Мой бред от одной песни и нынешнего состояния
корявый фанф
Они бежали по улицам Парижа, пытаясь укрыться в подворотнях и проулках. Крики за спиной не думали успокаиваться- толпа челяди только распалялась, загоняя тех, кому служили раньше, как дичь. Хорошая одежда и прямая осанка- этого было достаточно для вынесения приговора, результат которого был один и тот же- смерть.
Две женщины пытались укрыться от ярости безумной толпы, продолжая бежать. Они путались в длинных платьях, спотыкались о булыжники на мостовой, но продолжали бежать, понимая. что от этого зависит их жизнь. Пожилая дама, тянула за собой более молодую, почти что девушку.
Какой-то мальчишка заметил беглянок и закричал, показывая на них пальцем:
- Еще одни благородные убегают, как позорные шавки. Где же ваша гордость и благородство, все растеряли по дороге? Мы и вас поймаем и отправим на гильотину, как вашего хваленого короля.
Несколько мужчин в рабочей одежде вынырнули откуда-то их подвалов, как крысы и потекли в сторону громогласного мальчишки и дам.
Женщина остановилась и медленно подняла глаза на мальчика, а затем перевела взгляд на подходящих людей.
- Мама, мама, прошу, пойдем!- звала ее девушка, дергая за рукав.- Мама, прошу, уйдем, скорее. Они убьют тебя! Мама!
Но женщина продолжала стоять.
- Я не повернусь к собакам спиной. Они никогда не увидят мой страх! Запомни, моя дочь, нет ничего важнее чести. И если тебе бросили обвинение, ты можешь либо защитить ее и доказать, либо потерять ее и умереть.
Женщина стояла на пути преследователей и весь ее вид, от гордо поднятой головы и прямого взгляда до спокойных рук, лежащих на юбке платья, был пронизан благородством. Тем благородством, которое может быть дано только один правом- правом крови. Эта женщина была выше своих преследователей. Выше не из-за драгоценностей и дорогой одежды, а именно из-за того, что передается от поколения к поколению. То, чего не поймут те, кто всю свою жизнь ползал на брюхе возле богатых, а как собрался толпой, решил отомстить. Шакалам никогда не понять благородство льва. И эти клошары если не знали это, то почувствовали, что им не сломить этих людей. За это их ненавидели и боялись.
Мужчина лет 40, прячась за спиной своих собратьев, достал из-за запазухи пистолет и примерился. Прозвучал выстрел. Вскрикнула женщина, оседая на руки своей дочери и зажимая рану рукой. Несколько секунд, растянутые в вечность. Оцепенение опустилось на участников этой трагедии, но беглянки пришли в себя раньше и успели свернуть.

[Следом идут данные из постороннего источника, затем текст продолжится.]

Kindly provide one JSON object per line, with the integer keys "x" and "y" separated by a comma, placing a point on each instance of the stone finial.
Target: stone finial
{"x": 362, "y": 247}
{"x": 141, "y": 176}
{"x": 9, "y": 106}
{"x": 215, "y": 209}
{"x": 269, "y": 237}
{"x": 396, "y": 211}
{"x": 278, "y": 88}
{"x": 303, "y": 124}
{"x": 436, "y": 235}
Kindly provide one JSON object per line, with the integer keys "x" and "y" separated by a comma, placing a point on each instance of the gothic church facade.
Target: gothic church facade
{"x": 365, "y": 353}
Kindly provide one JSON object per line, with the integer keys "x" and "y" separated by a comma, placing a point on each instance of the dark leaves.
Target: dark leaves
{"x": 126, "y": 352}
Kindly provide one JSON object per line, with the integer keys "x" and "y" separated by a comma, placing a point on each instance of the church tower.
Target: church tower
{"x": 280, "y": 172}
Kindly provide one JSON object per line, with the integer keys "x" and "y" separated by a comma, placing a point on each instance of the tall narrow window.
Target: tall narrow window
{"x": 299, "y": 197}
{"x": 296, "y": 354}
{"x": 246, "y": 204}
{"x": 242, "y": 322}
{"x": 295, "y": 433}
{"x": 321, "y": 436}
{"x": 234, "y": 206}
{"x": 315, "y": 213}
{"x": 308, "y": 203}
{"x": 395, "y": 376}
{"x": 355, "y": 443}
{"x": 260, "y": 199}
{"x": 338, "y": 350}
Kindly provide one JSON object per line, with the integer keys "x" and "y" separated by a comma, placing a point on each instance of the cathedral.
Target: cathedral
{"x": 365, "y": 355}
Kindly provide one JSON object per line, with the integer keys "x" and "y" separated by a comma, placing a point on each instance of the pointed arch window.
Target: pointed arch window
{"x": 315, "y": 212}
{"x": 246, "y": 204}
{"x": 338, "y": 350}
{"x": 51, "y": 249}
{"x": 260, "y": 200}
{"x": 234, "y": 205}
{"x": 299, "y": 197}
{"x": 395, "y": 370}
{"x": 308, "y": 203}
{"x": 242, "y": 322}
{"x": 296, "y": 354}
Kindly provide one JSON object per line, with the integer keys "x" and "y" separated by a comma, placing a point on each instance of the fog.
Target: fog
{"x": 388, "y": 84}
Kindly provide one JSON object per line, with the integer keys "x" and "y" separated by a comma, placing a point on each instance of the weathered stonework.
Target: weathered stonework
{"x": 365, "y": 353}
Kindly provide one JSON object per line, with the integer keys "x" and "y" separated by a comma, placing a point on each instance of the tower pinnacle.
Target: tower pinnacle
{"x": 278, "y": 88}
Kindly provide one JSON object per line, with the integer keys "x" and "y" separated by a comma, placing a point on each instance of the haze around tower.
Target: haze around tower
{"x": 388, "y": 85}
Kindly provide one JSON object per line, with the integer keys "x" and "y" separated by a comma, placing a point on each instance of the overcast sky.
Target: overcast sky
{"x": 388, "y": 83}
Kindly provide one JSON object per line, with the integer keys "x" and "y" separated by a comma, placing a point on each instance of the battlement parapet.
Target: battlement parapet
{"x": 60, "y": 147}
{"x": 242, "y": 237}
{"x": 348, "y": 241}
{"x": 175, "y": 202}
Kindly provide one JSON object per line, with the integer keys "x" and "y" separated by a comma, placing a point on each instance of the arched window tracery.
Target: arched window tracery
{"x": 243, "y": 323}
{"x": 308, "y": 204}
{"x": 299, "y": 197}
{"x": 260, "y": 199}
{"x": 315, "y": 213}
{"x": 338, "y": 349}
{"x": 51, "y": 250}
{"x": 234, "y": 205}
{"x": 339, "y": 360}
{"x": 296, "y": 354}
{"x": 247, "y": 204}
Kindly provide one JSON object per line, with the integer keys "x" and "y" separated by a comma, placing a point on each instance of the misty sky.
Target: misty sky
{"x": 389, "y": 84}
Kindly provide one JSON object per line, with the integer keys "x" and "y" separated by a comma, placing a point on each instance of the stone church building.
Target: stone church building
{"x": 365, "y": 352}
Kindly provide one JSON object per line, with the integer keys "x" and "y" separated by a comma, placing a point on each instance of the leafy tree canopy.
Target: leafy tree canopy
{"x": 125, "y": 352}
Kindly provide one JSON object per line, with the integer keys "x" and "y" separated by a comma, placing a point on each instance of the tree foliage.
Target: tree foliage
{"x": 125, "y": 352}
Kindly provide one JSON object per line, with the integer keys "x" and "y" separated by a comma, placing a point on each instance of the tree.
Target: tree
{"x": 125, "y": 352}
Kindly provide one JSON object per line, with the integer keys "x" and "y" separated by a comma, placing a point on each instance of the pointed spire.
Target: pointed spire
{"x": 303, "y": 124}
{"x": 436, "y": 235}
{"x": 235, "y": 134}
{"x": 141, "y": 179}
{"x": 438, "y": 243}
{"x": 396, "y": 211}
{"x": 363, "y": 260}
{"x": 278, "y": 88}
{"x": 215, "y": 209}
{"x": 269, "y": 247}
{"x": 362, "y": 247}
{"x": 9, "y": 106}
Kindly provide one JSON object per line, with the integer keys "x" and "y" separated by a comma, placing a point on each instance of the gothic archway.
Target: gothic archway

Девушка помогла матери сесть на ящик у стены и опустилась перед ней на колени, сжимая ее окровавленные руки своими. Жизнь уходила от этой женщины, вытекая из раны вместе с пульсирующей красной жидкостью. Мама открыла глаза и сжала руки дочери.
- Я не знаю, когда закончится этот хаос и сможет ли мир стать прежним. Вряд ли. Но помни всегда, что ты дворянка и честь будет всегда важнее жизни. Как только это изменится, ты предашь свое имя.
Последние слова наказа стали последними словами в жизни этой пожилой женщины, покидая ее с последним вздохом. Она вздрогнула всем телом и опала, опираясь на стену, будто обмякая по ней. Крик, начинавшийся, как шепот, переходя в вопль души, разорвал слои реальности:
-Нет... МАМА!
Шум за спиной подсказал, что преследователи добежали до укрытия беглянок. Девушка молча поднялась, прямая и твердая, будто ледяная, и обернулась к толпе. Она стояла, спокойно смотря в лицо своей смерти, и только летний ветер играл подолом белого платья, которое казалось чем-то странным и пугающим, посреди грязной улицы, где кровь и помои смешались в странном понятии "революция". Тишина, окутавшая проулок, нарушалась только пением птиц, шумом листвы и журчанием Сены, которым было все равно до проблем людей. Девушка позволила себе только одну слабость- она подняла глаза и посмотрела на синее небо с легкой июльской дымкой. Она не видела направленный на нее пистолет и не слышала звук выстрела.
- Честь важнее жизни,- прошептали умирающие губы.
Она уже была там, в синем небе, куда ушли ее мать и старая Франция.